Even as she chose to stay with them and make the States her home, Ziva must mourn the loss of her homeland. She'd served her country passionately and had given so much to keep it safe. Ziva didn't speak much of her past, but occasionally she'd mention vacations in Haifa or time spent at her uncle's ranch riding Arabian horses. Israel was the place she'd been born, where she played hide and seek with her friends, rode her first bicycle, and delighted her mother with her dancing. Her mother and her sister were buried there. In the midst of all the pain and complications of her life, none of them had thought to ask if she were homesick. Knowing Ziva, it would probably be something she would deny rather than address.

Tim knew he wasn't qualified to help her deal with the deeper issues that surrounded her return to Israel in the spring and her captivity in Somalia over the summer, but maybe he could do something to help her with this one.

As the morning went by, Tim watched Ziva surreptitiously. She gradually came out of her pensive mood and by noon she was responding to Tony's teasing. He laughed out loud when, without looking, she grabbed a wad of paper out of the air and threw it back hitting Tony in the middle of the forehead. Tony scowled at him and turned to Ziva.

"I think it's about time for lunch, Probationary Agent David. Would you pick up an order for me from the Chinese place that just opened up? Throw in some extra egg rolls; I've been working hard and I deserve a treat."

"Of course." Ziva rolled her eyes and stood up. "McGee, would you like something as well?"

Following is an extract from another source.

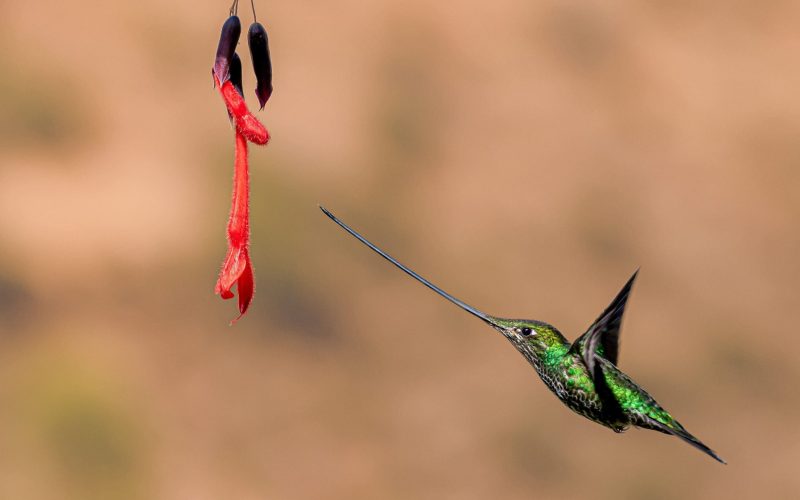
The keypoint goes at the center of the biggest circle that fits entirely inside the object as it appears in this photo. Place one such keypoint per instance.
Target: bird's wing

Tim made his decision. "Actually, I think I'll go with you."

"Are you afraid that I will get your order wrong?"

"No, I'd just like to get out of the building for a while." He picked up his coat and followed Ziva to the elevator. "That Chinese place isn't bad, but I'm more in the mood for Italian food."

"We would not have time to wait for the food today; that restaurant is always busy at noon."

"You're right. Their food isn't as good as your cooking anyway."

"Thank you." Ziva looked at him out of the corner of her eye. "Are you fishing for an invitation to dinner?"

"I'm not, but I wouldn't say no if you were offering. That was one of the best meals I've had in a while. Where did you learn to cook like that?"

"My mother believed that my sister and I should take responsibility for some of the work around the house at an early age. My favorite job was helping her in the kitchen. She was a wonderful cook."

Tim smiled and kept the conversation going.

But the isle of home is always on your mind.